Thursday, June 21, 2012

Surface Tension

"Surface Tension" - Lily Pads from the Atlanta Botanical Gardens 2011


In today's digital art : Surface Tension, I notice how the lily pads are clearly the subject. They are on the surface, after all. But they would be uninteresting without the royal blue of the sky and opalescent clouds floating behind them. Yet even these are actually indirect clues to a mysterious depth that lies beneath. It can be very hard to even recognize that there is something OTHER than the surface.

This week echoed the subject of the last post, that of trying to hear and heed the spirit within when so much good sense is shouting even from within your own head. In early 2011 I took on newsletter duties for our local artist group. They needed the service and I had the skill set to deliver it. It offered the opportunity to learn a new piece of software, InDesign, and much to my surprise it invigorated the membership to a shocking degree. Not a meeting goes by that several people don't rave about how good the newsletter is, how they look forward to receiving it each month. I loved doing it, though it was a frightful amount of work, 12-15 hours on each monthly issue.

I accepted the duties for 2012 of course, but this week I announced to the board that I would be trimming back on the content.
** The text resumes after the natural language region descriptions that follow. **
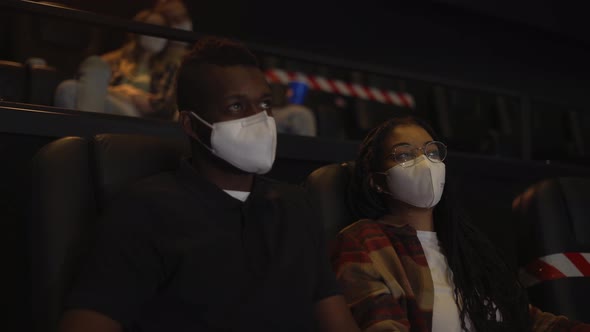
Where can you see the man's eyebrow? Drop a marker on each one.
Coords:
(234, 96)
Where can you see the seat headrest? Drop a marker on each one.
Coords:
(123, 159)
(327, 188)
(555, 213)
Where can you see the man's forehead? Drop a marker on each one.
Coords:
(236, 79)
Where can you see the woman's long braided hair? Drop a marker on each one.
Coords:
(484, 284)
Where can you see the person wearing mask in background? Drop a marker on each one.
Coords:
(213, 246)
(176, 13)
(135, 80)
(414, 262)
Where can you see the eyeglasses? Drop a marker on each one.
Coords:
(406, 154)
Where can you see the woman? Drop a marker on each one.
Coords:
(414, 262)
(135, 80)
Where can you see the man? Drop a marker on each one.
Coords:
(212, 246)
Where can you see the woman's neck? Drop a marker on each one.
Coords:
(403, 214)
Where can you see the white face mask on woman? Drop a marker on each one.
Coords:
(152, 44)
(248, 143)
(420, 185)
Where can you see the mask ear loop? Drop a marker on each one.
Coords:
(197, 136)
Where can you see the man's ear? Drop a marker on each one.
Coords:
(186, 121)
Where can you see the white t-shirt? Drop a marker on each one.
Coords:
(445, 313)
(239, 195)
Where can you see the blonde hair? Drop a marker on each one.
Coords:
(131, 51)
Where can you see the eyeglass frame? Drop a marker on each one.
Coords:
(422, 148)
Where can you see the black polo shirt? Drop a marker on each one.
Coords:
(179, 254)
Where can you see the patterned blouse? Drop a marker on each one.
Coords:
(387, 282)
(162, 84)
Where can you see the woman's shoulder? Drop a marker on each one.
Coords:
(362, 230)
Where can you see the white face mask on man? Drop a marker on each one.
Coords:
(420, 185)
(248, 143)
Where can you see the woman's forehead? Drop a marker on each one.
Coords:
(410, 133)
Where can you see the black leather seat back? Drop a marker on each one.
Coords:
(13, 76)
(553, 219)
(327, 188)
(73, 178)
(121, 160)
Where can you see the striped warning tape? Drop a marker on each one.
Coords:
(556, 266)
(342, 88)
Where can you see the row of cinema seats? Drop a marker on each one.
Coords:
(75, 178)
(28, 83)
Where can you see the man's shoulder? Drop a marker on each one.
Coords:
(282, 190)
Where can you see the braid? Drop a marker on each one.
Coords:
(484, 284)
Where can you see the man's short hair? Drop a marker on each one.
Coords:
(208, 51)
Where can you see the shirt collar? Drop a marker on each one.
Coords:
(202, 187)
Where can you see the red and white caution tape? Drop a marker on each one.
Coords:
(556, 266)
(342, 88)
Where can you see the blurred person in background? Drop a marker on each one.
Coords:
(176, 13)
(135, 80)
(291, 115)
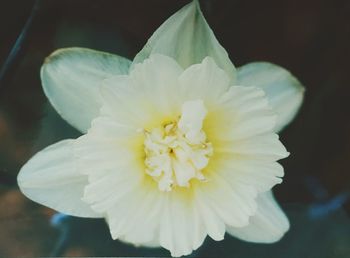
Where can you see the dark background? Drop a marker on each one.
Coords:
(309, 38)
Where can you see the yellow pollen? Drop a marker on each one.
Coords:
(178, 151)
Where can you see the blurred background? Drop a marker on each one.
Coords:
(309, 38)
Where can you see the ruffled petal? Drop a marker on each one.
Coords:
(71, 77)
(284, 92)
(187, 37)
(51, 178)
(268, 225)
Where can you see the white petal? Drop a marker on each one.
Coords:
(71, 77)
(204, 81)
(240, 113)
(262, 147)
(187, 37)
(268, 225)
(232, 203)
(50, 178)
(143, 96)
(284, 91)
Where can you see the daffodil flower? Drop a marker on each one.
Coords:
(177, 144)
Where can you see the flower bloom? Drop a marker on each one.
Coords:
(176, 145)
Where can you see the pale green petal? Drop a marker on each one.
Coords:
(284, 92)
(268, 225)
(187, 37)
(71, 77)
(50, 178)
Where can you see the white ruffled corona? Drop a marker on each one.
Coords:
(177, 145)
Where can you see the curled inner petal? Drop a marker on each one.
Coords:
(177, 151)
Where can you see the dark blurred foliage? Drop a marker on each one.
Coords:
(310, 38)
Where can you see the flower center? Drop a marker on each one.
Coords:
(178, 151)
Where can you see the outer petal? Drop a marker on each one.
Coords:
(284, 91)
(268, 225)
(71, 77)
(50, 178)
(187, 37)
(204, 81)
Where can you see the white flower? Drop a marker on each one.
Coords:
(177, 145)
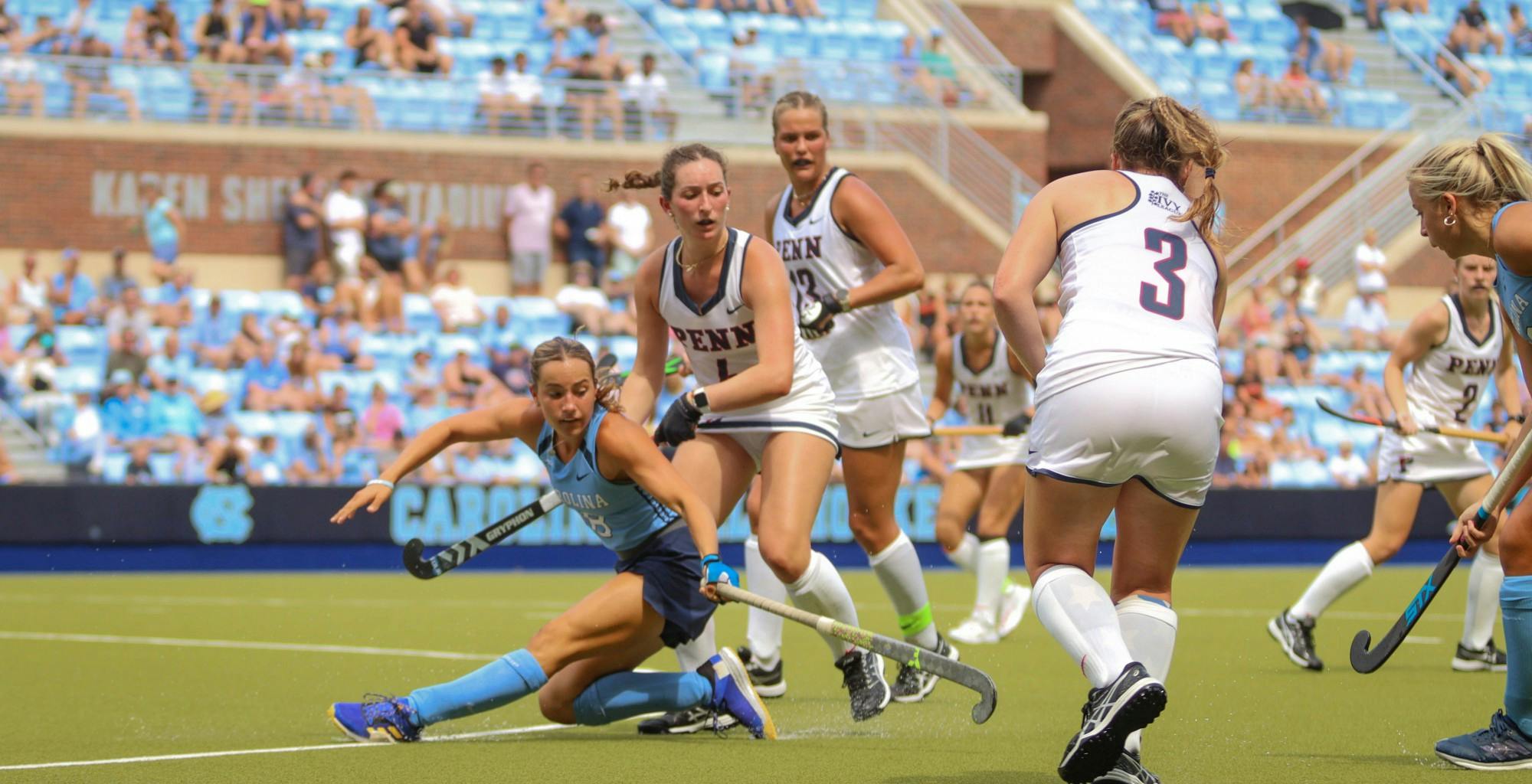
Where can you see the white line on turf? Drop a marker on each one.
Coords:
(246, 645)
(283, 750)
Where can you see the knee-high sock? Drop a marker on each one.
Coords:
(822, 592)
(629, 694)
(1484, 598)
(1343, 572)
(994, 566)
(1150, 632)
(899, 569)
(698, 652)
(764, 630)
(502, 682)
(1516, 609)
(1076, 610)
(967, 554)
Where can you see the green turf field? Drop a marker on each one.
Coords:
(1239, 710)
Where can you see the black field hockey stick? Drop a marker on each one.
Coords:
(897, 650)
(1392, 425)
(1364, 661)
(460, 554)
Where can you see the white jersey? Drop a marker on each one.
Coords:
(1136, 290)
(721, 342)
(869, 351)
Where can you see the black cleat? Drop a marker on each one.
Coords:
(767, 682)
(686, 722)
(1111, 713)
(1128, 771)
(914, 684)
(1297, 639)
(862, 673)
(1485, 659)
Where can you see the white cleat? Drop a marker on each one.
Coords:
(977, 630)
(1013, 609)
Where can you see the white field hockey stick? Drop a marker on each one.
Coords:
(897, 650)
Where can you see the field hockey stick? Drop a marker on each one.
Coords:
(1364, 661)
(1392, 425)
(897, 650)
(460, 554)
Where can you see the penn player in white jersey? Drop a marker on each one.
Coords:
(1456, 350)
(849, 260)
(764, 408)
(1128, 410)
(990, 474)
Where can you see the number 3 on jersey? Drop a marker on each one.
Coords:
(1174, 305)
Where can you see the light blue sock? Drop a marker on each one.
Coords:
(629, 694)
(502, 682)
(1516, 612)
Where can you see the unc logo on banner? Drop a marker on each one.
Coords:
(221, 514)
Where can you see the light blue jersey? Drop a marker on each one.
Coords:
(623, 514)
(1516, 292)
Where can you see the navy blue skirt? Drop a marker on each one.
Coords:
(672, 573)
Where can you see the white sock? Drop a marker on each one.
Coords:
(696, 653)
(1079, 615)
(1150, 633)
(899, 569)
(822, 592)
(967, 554)
(1484, 599)
(1346, 569)
(995, 564)
(764, 630)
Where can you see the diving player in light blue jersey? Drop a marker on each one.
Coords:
(1471, 198)
(581, 664)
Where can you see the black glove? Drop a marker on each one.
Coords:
(1016, 426)
(679, 423)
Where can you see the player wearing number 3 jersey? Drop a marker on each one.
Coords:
(1456, 350)
(1128, 410)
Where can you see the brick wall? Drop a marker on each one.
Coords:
(82, 192)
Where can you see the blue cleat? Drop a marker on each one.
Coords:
(1499, 748)
(376, 719)
(735, 696)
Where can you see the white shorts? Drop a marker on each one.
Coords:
(882, 420)
(1157, 425)
(990, 451)
(1427, 459)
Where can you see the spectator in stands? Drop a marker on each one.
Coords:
(370, 47)
(71, 293)
(1473, 31)
(647, 96)
(416, 42)
(165, 229)
(165, 33)
(1171, 18)
(528, 227)
(19, 77)
(1366, 324)
(578, 227)
(263, 36)
(1315, 53)
(116, 283)
(388, 227)
(1347, 469)
(1370, 264)
(215, 34)
(303, 241)
(266, 376)
(509, 93)
(630, 229)
(131, 313)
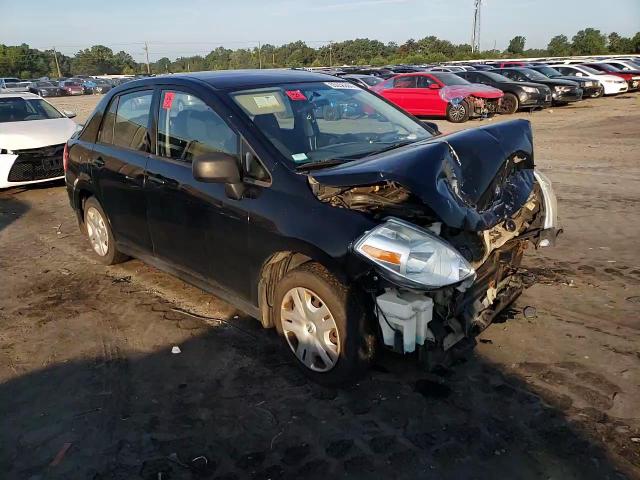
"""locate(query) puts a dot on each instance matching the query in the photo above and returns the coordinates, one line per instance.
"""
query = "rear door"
(117, 166)
(194, 225)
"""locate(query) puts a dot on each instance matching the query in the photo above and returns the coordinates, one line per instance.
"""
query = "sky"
(192, 27)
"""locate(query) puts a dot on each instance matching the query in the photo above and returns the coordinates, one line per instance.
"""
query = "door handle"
(157, 180)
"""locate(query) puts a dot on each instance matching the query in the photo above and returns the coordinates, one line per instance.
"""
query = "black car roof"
(224, 79)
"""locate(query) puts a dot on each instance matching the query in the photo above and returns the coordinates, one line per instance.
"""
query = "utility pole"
(475, 35)
(146, 50)
(330, 53)
(55, 56)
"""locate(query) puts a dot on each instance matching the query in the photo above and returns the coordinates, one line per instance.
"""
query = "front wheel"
(509, 104)
(324, 325)
(99, 233)
(458, 113)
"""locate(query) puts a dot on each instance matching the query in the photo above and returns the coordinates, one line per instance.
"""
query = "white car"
(32, 137)
(611, 83)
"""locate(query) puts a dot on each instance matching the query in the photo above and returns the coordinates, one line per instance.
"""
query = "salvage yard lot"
(90, 389)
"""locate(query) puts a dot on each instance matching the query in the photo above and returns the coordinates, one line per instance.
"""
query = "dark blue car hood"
(471, 180)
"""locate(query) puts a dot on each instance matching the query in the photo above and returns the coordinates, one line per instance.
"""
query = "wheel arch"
(276, 267)
(81, 192)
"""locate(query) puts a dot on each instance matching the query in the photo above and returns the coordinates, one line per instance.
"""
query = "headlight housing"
(411, 256)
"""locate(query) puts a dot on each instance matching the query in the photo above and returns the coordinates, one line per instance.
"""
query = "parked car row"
(460, 92)
(45, 87)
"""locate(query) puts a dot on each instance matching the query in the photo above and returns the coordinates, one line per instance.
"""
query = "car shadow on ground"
(233, 405)
(11, 209)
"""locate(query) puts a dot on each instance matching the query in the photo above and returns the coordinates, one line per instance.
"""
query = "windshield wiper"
(393, 146)
(321, 163)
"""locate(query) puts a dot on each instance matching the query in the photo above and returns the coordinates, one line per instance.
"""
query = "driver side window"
(424, 82)
(188, 127)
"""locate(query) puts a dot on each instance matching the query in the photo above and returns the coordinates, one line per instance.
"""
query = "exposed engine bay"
(470, 213)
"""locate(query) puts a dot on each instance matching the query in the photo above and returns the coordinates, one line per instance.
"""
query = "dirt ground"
(90, 389)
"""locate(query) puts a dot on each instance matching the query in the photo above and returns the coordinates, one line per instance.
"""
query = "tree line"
(25, 62)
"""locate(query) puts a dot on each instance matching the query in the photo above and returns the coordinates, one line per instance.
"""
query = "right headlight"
(412, 256)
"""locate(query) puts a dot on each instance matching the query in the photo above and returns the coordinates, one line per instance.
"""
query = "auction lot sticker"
(342, 85)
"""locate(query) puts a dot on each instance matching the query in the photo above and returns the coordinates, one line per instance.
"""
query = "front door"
(423, 100)
(194, 225)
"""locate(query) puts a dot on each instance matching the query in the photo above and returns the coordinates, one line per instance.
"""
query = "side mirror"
(218, 167)
(432, 126)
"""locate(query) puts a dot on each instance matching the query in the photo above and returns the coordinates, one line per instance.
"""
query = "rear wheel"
(509, 104)
(99, 233)
(458, 113)
(324, 325)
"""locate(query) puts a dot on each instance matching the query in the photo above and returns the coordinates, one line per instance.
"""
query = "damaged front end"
(456, 214)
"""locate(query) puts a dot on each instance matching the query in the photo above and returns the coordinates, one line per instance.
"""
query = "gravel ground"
(90, 389)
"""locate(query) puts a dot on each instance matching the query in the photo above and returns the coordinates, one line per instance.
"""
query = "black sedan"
(517, 95)
(44, 89)
(563, 91)
(347, 236)
(590, 88)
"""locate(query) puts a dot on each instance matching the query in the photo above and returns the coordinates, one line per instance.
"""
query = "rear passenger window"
(132, 120)
(405, 82)
(106, 132)
(187, 127)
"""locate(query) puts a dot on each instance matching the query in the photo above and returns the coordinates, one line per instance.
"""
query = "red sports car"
(440, 95)
(632, 77)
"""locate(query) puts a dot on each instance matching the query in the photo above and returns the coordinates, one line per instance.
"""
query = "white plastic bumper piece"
(407, 315)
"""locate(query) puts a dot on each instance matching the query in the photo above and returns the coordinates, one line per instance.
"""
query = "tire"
(349, 349)
(458, 113)
(98, 231)
(510, 104)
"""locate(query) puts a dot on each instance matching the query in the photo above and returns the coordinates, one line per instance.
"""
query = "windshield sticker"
(342, 85)
(168, 100)
(266, 101)
(295, 95)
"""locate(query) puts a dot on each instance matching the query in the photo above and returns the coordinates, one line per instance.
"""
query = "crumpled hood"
(35, 133)
(451, 92)
(472, 180)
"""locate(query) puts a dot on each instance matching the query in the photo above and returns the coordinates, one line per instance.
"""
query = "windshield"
(16, 109)
(607, 67)
(449, 78)
(371, 81)
(548, 71)
(496, 77)
(327, 121)
(533, 75)
(590, 70)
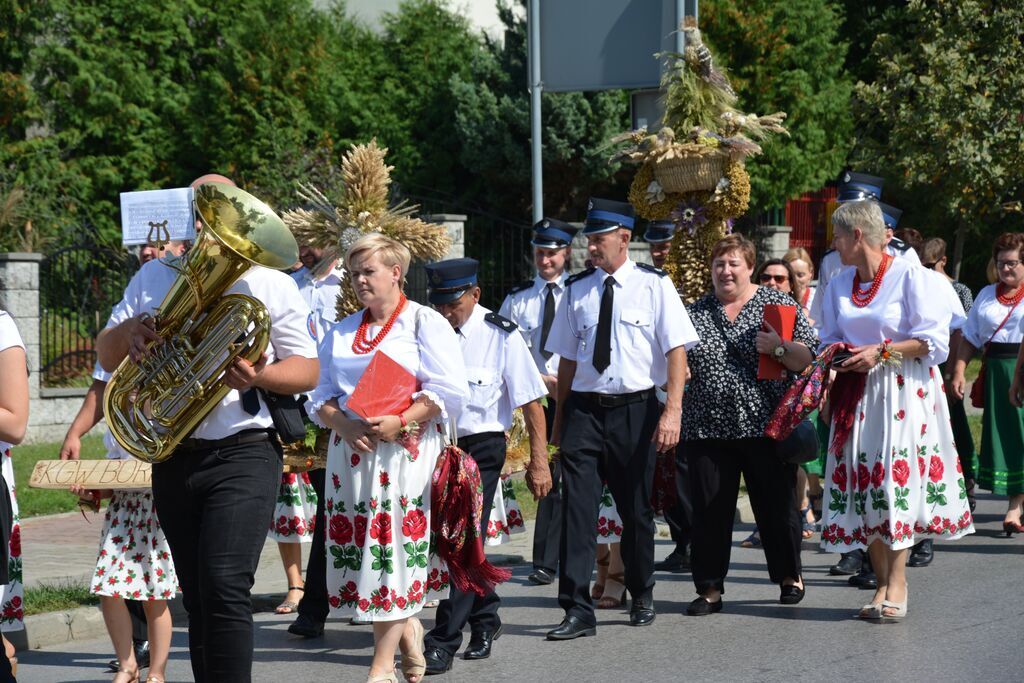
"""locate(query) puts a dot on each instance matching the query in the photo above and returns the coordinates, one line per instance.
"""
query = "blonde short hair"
(865, 214)
(390, 252)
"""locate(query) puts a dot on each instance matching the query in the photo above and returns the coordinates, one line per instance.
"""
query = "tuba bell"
(152, 406)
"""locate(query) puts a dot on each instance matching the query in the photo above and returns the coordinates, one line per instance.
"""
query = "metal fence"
(78, 287)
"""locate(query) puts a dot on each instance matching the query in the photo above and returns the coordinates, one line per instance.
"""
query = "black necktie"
(549, 317)
(602, 350)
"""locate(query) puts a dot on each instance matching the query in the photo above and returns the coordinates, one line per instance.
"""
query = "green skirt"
(1000, 463)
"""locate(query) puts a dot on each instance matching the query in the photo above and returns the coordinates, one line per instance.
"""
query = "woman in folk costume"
(994, 326)
(892, 473)
(380, 567)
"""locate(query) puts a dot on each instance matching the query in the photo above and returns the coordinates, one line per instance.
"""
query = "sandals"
(614, 586)
(415, 664)
(289, 606)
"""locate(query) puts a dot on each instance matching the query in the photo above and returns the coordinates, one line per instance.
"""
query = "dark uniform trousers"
(612, 443)
(214, 502)
(715, 469)
(548, 526)
(479, 611)
(313, 604)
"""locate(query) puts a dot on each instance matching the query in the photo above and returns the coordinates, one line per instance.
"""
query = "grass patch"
(34, 502)
(57, 597)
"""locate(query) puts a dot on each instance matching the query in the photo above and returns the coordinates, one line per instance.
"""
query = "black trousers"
(313, 603)
(461, 608)
(214, 505)
(611, 444)
(548, 526)
(715, 469)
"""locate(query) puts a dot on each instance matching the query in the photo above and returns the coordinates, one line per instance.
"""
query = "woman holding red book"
(378, 491)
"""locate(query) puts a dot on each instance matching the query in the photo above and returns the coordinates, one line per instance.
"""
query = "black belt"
(467, 442)
(243, 437)
(1001, 350)
(613, 399)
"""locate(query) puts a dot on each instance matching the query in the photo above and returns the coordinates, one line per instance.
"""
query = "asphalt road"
(966, 612)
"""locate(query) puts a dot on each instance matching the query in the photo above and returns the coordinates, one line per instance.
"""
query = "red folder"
(385, 388)
(782, 318)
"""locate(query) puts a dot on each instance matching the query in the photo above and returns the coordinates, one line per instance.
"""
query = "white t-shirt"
(288, 332)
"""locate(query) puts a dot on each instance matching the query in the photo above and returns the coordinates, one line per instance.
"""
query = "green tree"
(943, 114)
(787, 56)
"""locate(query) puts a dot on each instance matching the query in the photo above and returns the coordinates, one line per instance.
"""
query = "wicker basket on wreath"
(691, 173)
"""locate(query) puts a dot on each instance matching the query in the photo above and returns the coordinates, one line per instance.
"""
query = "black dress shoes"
(306, 627)
(542, 577)
(922, 555)
(571, 627)
(701, 607)
(642, 611)
(848, 564)
(479, 644)
(438, 660)
(677, 561)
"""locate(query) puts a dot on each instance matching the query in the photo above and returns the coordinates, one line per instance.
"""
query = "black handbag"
(801, 445)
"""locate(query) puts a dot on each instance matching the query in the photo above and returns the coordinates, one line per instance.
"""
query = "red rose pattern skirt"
(134, 559)
(295, 514)
(380, 560)
(898, 476)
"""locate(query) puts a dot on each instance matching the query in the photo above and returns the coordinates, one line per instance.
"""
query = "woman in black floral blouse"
(725, 411)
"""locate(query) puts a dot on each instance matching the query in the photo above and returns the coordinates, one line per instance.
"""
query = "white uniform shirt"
(832, 265)
(321, 297)
(288, 332)
(985, 315)
(904, 307)
(502, 375)
(648, 319)
(9, 337)
(428, 349)
(525, 308)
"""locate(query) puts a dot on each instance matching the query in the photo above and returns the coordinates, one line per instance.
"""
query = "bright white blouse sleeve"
(928, 316)
(442, 372)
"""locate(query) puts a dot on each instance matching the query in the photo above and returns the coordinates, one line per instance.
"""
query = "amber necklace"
(861, 299)
(360, 344)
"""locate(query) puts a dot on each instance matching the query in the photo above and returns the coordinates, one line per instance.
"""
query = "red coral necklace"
(360, 344)
(861, 299)
(1009, 299)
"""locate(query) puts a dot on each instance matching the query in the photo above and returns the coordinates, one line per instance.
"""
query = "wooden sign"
(91, 474)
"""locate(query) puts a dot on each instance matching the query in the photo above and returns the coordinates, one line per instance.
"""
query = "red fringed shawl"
(456, 513)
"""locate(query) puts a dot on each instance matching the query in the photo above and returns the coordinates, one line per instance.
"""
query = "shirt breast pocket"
(637, 324)
(484, 389)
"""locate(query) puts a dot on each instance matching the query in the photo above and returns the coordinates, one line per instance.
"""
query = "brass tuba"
(152, 406)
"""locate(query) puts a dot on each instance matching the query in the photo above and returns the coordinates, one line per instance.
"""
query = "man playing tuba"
(215, 495)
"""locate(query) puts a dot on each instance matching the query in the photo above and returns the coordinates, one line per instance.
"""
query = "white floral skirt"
(898, 476)
(506, 518)
(295, 514)
(134, 559)
(380, 560)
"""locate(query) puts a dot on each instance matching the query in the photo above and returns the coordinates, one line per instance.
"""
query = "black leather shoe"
(438, 660)
(922, 555)
(864, 580)
(701, 607)
(571, 627)
(306, 627)
(479, 644)
(677, 561)
(642, 611)
(791, 595)
(542, 577)
(848, 564)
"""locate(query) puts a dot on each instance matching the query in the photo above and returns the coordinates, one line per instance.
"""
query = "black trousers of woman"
(214, 502)
(715, 469)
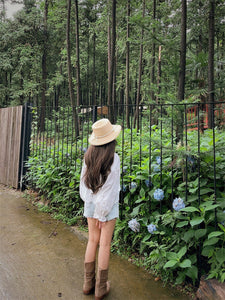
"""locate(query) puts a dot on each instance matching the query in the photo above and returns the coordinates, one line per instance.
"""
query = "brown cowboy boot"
(102, 285)
(89, 278)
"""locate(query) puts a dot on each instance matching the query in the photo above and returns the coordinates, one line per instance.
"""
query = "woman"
(99, 189)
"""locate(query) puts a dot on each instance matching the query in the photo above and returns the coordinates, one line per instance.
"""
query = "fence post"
(25, 143)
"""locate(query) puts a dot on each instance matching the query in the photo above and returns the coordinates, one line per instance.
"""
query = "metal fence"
(166, 146)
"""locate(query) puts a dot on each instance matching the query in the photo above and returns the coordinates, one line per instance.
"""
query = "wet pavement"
(42, 259)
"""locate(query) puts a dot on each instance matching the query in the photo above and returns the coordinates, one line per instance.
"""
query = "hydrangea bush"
(166, 226)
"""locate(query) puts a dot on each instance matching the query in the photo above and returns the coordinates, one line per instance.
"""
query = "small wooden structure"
(13, 137)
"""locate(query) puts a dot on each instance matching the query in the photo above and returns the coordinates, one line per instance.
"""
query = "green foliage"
(188, 242)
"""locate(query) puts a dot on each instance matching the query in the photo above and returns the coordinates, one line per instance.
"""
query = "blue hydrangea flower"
(158, 194)
(124, 188)
(125, 168)
(191, 160)
(151, 228)
(134, 225)
(156, 168)
(133, 185)
(158, 160)
(178, 204)
(148, 183)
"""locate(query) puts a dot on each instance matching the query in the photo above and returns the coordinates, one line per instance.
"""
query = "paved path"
(38, 265)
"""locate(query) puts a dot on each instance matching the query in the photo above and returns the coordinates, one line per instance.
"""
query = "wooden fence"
(13, 123)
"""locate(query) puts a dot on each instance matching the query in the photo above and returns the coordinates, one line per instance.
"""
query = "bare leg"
(105, 244)
(93, 240)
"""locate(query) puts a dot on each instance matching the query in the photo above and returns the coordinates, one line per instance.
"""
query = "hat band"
(102, 136)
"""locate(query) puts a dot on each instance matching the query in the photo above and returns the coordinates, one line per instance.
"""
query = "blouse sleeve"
(85, 193)
(108, 195)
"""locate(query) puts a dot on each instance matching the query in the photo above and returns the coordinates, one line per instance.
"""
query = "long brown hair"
(98, 160)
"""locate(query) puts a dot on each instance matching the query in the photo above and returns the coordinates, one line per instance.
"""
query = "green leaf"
(142, 193)
(205, 191)
(220, 255)
(212, 241)
(192, 272)
(200, 233)
(185, 263)
(135, 211)
(188, 235)
(171, 256)
(189, 209)
(215, 234)
(207, 251)
(170, 264)
(196, 221)
(182, 224)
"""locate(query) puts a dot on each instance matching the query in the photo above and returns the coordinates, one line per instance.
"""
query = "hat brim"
(98, 141)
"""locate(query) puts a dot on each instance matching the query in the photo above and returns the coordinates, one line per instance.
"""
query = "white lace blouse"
(108, 194)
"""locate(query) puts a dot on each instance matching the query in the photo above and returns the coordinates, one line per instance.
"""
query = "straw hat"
(103, 132)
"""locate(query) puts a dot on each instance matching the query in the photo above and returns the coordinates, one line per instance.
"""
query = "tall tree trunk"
(136, 118)
(69, 69)
(211, 62)
(128, 65)
(153, 54)
(77, 54)
(112, 46)
(181, 85)
(94, 72)
(44, 68)
(158, 99)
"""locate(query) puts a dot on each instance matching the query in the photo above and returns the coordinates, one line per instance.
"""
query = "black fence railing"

By the end of the year the membership would be accustomed to a simpler document that most anyone could replicate in Word or Front Page or whatever they wanted to use. I would not be continuing these duties in 2013, nor did I want to be on the nominating committee for next year's officers.

Why? Was it something they said? No. It's just that club concerns (there have been others) have filled so much of my thoughts, even the little bits between tasks, that I have not spared enough thought for painting or any creative endeavor. I have nothing at all to present at the member show-and-tell, nothing for the fall show. I am sorely missing the creative challenge and personal development. Why did I allow myself to take this side road? Because I was being useful, and that felt good. It fed the lizard, the one who worries constantly that if one is not delivering quantifiable value to an audience then you do not deserve your living. Being useful here justified myself as a citizen of the community. This 'useful' tank has been hanging on empty for a long time. What I learned, finally, is that the creative tank needs to be refilled even more than the useful tank. I used to be able to fill both from my job. For a while now it's been neither. For a while I chose to fill 'useful'. It fed the ego, but it didn't feed the spirit. Now I know the importance of creative activity for my vitality.

You can see in this week's decision the influence of the previous two posts: The perennially human quest for the Grail and Joel Osteen's reminder: You cannot please everyone. Keep your focus on pleasing God.